I have this basic JFlex lexer :
import java.util.*;
%%
%public
%class TuringLexer
%type Void
%init{
yybegin(YYINITIAL);
%init}
%state COMM, GETALPH, MT, PARSELOOP, PARSELEMS, PARSESYMB, PARSEMT
%{
ArrayList<Character> alf = new ArrayList<Character>();
String crtMach;
String crtLoop;
String crtLoopContent;
String crtLoopContentParam;
String crtContent;
String crtSymb;
%}
//Input = [^\r\n]
SEP = [:space:]*
//COMM =[;.*$]
name = [A-Za-z_]*
tok=[A-Za-z0-9#$@\*]
AL = "alphabet :: "
cont = [^]]*
param =[^)]*
letter = [A-Za-z]
opn = [\[?]
symb = [^\}]+
%%
<COMM> {
"." { /* ignore */ System.out.println("Got into comm state ");}
"\n" {System.out.println("Got out of comm state ");yybegin(YYINITIAL);}
}
<GETALPH> {
{SEP} { /* ignore */ }
{tok} { String str = yytext();
System.out.println("Alphabet -- " + str);
Character c = str.charAt(0);
alf.add(c); }
";" {yybegin(YYINITIAL);}
}
<YYINITIAL> {
"\n" { /* ignore */ System.out.println("Got into YYINITIAL"); }
";" { yybegin(COMM); }
[^] { throw new Error("Illegal character <"+yytext()+">"); }
}
Code has been removed for clarity, but the issue still persists so it is easier to identify it here.

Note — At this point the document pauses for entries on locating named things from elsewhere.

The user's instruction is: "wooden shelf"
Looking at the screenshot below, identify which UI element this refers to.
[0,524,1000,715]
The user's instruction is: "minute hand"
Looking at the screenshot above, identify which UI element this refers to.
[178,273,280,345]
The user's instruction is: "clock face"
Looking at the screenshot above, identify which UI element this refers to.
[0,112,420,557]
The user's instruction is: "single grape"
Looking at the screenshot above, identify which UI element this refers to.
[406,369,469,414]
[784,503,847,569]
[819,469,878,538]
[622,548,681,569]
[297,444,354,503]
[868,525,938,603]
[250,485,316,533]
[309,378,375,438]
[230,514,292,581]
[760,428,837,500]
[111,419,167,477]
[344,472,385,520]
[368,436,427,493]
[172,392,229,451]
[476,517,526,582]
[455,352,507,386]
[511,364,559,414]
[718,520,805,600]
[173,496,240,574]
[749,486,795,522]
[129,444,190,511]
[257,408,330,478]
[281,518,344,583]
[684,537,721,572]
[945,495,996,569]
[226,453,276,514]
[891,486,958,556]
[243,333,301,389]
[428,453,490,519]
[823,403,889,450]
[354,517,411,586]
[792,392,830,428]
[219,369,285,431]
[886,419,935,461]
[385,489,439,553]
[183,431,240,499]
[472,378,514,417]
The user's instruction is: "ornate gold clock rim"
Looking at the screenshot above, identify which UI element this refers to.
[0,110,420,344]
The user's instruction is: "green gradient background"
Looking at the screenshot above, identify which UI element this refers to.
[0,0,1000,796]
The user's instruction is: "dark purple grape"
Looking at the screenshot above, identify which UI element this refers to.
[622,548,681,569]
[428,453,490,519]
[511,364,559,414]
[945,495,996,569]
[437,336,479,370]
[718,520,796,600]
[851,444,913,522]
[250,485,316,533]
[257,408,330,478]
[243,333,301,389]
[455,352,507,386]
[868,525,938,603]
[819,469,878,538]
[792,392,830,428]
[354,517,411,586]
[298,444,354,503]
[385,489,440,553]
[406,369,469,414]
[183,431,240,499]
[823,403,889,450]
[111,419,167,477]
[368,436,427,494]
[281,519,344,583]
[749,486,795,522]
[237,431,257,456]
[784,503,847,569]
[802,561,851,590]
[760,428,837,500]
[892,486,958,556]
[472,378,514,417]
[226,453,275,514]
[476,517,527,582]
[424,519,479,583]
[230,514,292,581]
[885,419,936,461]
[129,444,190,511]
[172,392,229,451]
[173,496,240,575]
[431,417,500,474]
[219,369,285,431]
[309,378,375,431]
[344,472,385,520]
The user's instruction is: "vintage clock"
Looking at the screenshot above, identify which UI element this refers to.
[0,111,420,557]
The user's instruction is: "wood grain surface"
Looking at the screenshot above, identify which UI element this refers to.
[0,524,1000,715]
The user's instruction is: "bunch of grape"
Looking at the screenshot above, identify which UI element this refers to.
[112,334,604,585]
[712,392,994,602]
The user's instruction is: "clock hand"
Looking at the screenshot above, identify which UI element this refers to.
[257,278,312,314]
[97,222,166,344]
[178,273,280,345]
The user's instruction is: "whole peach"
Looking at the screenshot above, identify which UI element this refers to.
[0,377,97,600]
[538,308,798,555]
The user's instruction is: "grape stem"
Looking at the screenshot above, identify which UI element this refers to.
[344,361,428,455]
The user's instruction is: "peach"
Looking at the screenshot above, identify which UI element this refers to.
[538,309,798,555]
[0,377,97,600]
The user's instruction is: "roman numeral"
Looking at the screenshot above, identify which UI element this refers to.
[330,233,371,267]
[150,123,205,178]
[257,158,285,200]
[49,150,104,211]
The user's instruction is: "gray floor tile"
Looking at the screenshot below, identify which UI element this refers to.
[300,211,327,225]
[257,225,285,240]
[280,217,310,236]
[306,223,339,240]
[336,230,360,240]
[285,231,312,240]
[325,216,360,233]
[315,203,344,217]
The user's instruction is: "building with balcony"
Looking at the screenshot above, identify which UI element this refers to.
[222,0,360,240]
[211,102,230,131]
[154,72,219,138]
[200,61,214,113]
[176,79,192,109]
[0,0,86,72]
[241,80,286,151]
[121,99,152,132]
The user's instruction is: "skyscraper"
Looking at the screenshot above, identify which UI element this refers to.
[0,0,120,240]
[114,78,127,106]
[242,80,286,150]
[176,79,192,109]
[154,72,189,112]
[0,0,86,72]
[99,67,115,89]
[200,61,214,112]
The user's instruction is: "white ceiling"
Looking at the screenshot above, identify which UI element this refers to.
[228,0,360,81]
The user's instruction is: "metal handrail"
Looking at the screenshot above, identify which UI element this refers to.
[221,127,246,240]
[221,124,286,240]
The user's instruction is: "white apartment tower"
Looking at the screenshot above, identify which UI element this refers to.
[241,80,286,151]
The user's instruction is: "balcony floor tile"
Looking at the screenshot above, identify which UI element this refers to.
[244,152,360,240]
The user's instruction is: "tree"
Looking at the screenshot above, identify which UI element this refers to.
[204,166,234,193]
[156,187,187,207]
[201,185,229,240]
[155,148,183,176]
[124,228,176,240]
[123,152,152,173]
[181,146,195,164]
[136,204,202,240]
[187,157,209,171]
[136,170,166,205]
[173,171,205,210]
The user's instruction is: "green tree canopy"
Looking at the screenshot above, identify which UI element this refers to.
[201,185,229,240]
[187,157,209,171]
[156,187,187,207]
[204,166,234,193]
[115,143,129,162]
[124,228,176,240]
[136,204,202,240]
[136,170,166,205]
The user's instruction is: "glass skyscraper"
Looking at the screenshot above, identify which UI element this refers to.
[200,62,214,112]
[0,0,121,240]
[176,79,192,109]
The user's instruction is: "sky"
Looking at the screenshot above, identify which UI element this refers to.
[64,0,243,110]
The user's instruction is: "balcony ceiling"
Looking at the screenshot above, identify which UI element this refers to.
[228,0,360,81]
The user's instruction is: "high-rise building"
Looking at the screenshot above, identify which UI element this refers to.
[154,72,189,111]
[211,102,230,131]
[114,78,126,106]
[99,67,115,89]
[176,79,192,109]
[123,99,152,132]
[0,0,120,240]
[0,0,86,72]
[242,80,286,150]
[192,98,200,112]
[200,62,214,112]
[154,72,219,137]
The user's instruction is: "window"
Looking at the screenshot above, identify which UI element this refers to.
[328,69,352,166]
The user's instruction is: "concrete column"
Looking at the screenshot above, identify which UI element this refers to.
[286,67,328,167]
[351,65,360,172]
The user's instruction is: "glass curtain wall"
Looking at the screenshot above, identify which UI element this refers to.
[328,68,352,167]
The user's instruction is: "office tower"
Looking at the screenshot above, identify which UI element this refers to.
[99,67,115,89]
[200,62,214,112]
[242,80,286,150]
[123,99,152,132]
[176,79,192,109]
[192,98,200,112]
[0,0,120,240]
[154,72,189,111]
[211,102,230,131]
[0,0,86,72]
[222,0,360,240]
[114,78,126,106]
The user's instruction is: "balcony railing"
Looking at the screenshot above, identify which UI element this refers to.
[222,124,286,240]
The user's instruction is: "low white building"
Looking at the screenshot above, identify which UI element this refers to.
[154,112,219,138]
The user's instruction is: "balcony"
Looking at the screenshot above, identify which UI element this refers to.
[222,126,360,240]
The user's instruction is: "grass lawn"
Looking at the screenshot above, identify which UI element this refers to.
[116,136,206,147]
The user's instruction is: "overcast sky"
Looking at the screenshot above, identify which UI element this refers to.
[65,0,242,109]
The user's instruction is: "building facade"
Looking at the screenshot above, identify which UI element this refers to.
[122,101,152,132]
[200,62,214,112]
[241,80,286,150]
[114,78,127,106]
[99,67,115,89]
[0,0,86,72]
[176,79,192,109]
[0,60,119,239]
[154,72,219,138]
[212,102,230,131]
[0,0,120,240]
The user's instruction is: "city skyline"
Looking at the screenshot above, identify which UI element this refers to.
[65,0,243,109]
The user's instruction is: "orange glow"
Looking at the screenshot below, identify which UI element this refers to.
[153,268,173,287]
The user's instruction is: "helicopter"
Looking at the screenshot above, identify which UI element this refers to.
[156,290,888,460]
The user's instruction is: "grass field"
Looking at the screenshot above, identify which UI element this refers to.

this is the input file -> file is called simple.mt
And this is the main class :
import java.io.FileNotFoundException;
import java.io.IOException;
import java.io.Reader;
import java.io.BufferedReader;
import java.io.FileReader;
public class MainClass {
public static void main(String args[]) throws IOException {
Reader reader = new BufferedReader(new FileReader ("simple.mt"));
reader.read();
TuringLexer tl = new TuringLexer(reader);
tl.yylex();
}
}
When I run the project in eclipse ( or terminal, for that matter) I get:
Exception in thread "main" java.lang.Error: Illegal character <l>
at TuringLexer.yylex(TuringLexer.java:576)
at MainClass.main(MainClass.java:11)
I have no idea what the error means and how can I debug it, what remained from the jflex file is a small sample so the error shouldn't be that hard to figure out
So you have a character appearing in your input that you don't know how to handle.
All lex files should have a final . rule that either prints an 'illegal character' error message (not a thrown exception), or else just returns yytext[0]
to the parser for the parser to deal with.
The latter strategy also saves you from having to write a rule for each special character, for example =, + and so on: the parser should just use them as '='
, '+'
, etc. Then (a) any illegal character just becomes a syntax error, but more importantly (b) the parser gets to use its error recovery, rather than just throwing the token away.